Name Sage: Baby Names for Boy #3
Their grandfather is Scottish, so we would like to have a name that is also familiar in the UK. I don’t want to repeat a first initial, so C and D names are out.
Names we have considered:
Ethan – too popular
Sebastian – unsure it’s right, and also rising in popularity
Harrison – my husband likes; I don’t
Zeke – my choice
Desmond – my choice
Gabriel – my husband’s choice
Help us find the perfect fit for our third boy!
The Name Sage replies:
Cameron and Dominic are such handsome names! They’re longer, and shorten easily – but they’re not so long that they require a nickname. And while they’re both Top 100 choices in the US, they don’t seem like they’re everywhere.
I do think Cameron feels slightly British; Dominic, less so. But when I look at the numbers, they’re both in steady use in the UK. Interestingly, Desmond – the name that stands out as the most English to my American ear – seems to be out of favor with British parents today.
Before we look at the rest of your list, let’s talk about popularity for a minute. It sounds like you’d prefer to avoid Top Ten names, and maybe even anything in the Top 50 or so. Rhys ranks a relatively rare Number 483 in the US, but that’s the name that repeats in your circle of friends – not Top Ten Ethan or fast-rising Sebastian.

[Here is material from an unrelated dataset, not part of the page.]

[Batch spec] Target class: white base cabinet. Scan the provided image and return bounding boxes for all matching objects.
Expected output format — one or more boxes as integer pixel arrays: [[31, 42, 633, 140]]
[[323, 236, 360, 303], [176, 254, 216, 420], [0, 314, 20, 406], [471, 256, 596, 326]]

If we cross off the most popular names on your list, Ethan, Gabriel, and Sebastian are all gone. Dom and Tom is not ideal, so let’s eliminate Thomas, too. That leaves Harrison, Rhys, Zeke, and Desmond, all of which could work – but it sounds like you don’t quite agree on any of those four.
Time to add some options!
Elliott – Elliott is another surname name that’s equally well known as a given name, thanks to characters from Pete’s Dragon to E.T. to Law & Order. It could shorten to Eli if you’re so inclined. Elliot and Elliott are Top 100 choices in the UK; they’re slightly less common in the US, but not by much. Cameron, Dominic, and Elliott sound like brothers. Two other ideas with a similar sound: Everett and Emmett.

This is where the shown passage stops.